Er zijn rigoureuze stappen nodig. We zullen bijvoorbeeld vol
aan de bak moeten om de warmtevraag van de gebouwen te beperken. Overgang naar
geheel-elektrisch maakt grote stappen voorwaarts gemakkelijker, bijvoorbeeld
met warmtepompen in plaats van hr-gasketels. Nieuwe huizen kunnen we nu al
zonder gasaansluiting en met een negatieve energierekening bouwen. En ook veel
bestaande woningen kunnen nog ver terug in hun energiegebruik. En schoon
vervoer met een minimum aan CO2-uitstoot? Wederom biedt
elektrificatie de oplossing dichterbij. De energievraag zal dan dus omhoog
gaan.
We kunnen alleen in de richting van klimaatneutraal kunnen
komen als we meer doen dan de optelsom van de individuele burgers. Niet alleen
allemaal panelen op ons eigen dak, maar alle bruikbare daken gebruiken om ook
mensen zonder geschikt dak te voorzien van zonne-energie. Maar ook dan zijn we
er nog niet – het totaal beschikbare dakoppervlak voor zon schiet tekort als we
de totale vraag willen dekken. We ontkomen niet aan collectieve opwekking van
schone energie met een bron die werkelijk zoden aan de dijk zet, Kortom, als
Renkum werkelijk een klimaatneutrale gemeente wil worden, ontkomt ze niet aan een
of meer windmolens binnen de gemeentegrens.

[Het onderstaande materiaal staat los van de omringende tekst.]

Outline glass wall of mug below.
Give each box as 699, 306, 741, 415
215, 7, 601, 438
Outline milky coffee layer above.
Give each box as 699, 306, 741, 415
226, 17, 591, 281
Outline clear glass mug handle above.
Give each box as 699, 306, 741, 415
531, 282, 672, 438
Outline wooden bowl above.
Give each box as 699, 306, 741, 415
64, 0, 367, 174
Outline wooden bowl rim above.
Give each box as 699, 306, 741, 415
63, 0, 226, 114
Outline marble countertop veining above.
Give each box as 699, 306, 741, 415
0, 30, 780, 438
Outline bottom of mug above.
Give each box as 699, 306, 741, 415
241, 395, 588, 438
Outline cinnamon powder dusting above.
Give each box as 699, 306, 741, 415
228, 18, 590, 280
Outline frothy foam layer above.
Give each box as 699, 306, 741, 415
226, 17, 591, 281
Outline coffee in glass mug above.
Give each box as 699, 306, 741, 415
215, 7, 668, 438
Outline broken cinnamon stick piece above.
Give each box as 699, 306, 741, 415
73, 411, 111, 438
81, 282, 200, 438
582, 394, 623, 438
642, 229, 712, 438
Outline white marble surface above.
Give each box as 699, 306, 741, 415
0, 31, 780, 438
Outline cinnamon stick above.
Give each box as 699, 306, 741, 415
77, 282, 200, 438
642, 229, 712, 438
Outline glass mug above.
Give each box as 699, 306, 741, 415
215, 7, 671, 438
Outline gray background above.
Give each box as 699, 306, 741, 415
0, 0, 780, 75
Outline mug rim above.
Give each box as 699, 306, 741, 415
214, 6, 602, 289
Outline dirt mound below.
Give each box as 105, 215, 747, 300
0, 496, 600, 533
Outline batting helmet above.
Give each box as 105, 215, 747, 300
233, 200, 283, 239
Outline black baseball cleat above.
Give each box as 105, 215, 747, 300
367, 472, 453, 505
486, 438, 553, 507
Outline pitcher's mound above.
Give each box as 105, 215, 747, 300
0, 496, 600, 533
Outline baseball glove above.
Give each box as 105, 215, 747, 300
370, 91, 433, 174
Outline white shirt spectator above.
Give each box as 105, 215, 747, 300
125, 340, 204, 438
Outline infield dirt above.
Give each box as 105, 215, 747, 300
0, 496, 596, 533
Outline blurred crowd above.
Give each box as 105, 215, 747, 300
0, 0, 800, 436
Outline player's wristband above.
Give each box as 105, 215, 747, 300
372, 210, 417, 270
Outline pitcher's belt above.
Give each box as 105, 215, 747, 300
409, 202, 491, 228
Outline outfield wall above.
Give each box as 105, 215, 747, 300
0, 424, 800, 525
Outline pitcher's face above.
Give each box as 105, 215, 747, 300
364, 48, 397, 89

En nu het mooiste van het verhaal. Als we een ‘eigen’
Renkumse molen hebben, hoeven we ons geld niet langer uit te geven aan
energiebedrijven met aandeelhouders en hoofdkantoren ver buiten onze mooie
gemeente. Een mooi voorbeeld is de dorpsmolen in het Frieze Reduzum, waar de
bewoners eigenaars zijn en de opbrengst onder andere hebben besteed aan een
dorpscentrum, scholen, openbare-ledverlichting, sportvoorzieningen (http://www.reduzum.com/scripts/getfile.php?id=42537). Ook wij kunnen
het uitgespaarde geld besteden binnen de Renkumse gemeentegrenzen, in onze
eigen winkels, of aan zwembaden kinderopvang, bejaarden- en thuiszorg,
sportvoorzieningen of aan verdere verbeteringen van onze huizen. Een eigen
molen is meer dan een lelijk ding dat voor stroom zorgt. In Reduzum zorgt het
al twintig jaar voor saamhorigheid.
Mijn inleg voor een Renkumse molen ligt te wachten.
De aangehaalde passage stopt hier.